Di posisi kedua terakhir, hadir ular berbisa yang merupakan salah satu hewan yang paling berbahaya di dunia. Di dunia ini, setidaknya ada 450 jenis ular beracun, dan 250 di antaranya mampu membunuh manusia. Kejadian penyerangan ular terhadap manusia paling banyak terjadi Afrika, Asia, dan Amerika Utara. Manusia merupakan mangsa yang paling mudah bagi racun masuk ke aliran darahnya. Sekali menyuntik bisanya, bisa lari ke sekujur tubuh manusia. Dalam setahun, 50 hingga 125 ribu manusia tewas akibat digigit ular berbisa.


3. Kucing Besar

Meskipun banyak dikagumi masyarakat dunia, kucing besar termasuk hewan paling berbahaya di dunia.

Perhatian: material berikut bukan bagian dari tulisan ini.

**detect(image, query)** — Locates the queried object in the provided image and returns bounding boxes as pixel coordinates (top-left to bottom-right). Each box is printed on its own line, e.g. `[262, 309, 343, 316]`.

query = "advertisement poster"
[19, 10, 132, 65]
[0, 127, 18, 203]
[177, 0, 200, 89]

Masuk dalam kategori ini adalah singa, harimau, dan jaguar. Dengan kecepatan lari yang cepat, mereka bisa menangkap mangsa yang berlari lebih lambat darinya dengan mudah, termasuk manusia. Di Tanzania, sekitar 70 orang dibunuh oleh singa. Umumnya, jenis kucing besar ini hidup di Afrika dan Asia. Setiap tahunnya di dunia, kucing besar menyebabkan 800-2000 orang terbunuh per tahun.
4. Kalajengking

Meskipun kecil, kalajengking lebih banyak menyebabkan kematian dibandingkan kucing besar dan buaya. Serangga berkaki delapan ini tercatat seringkali menyebabkan kematian paling fatal melalui bisa yang berada di ujung ekornya. Dalam setahun, sekitar 800 orang tewas akibat sengatan kalajengking.

5. Hiu Putih Besar
Hiu putih besar, Nama ilmiah Carcharodon carcharias, juga dikenal sebagai putih besar, pointer putih, hiu putih, atau kematian putih, adalah besar lamniform hiu yang ditemukan di perairan pesisir di seluruh permukaan besar lautan . Hiu putih besar dikenal karena ukurannya, dengan individu terbesar yang diketahui telah mendekati atau melampaui 6 meter (20 kaki) panjangnya, dan 2.268 kilogram (5.000 lb) berat. Hiu ini mencapai kematangan pada sekitar 15 tahun dan dapat memiliki rentang hidup lebih dari 30 tahun.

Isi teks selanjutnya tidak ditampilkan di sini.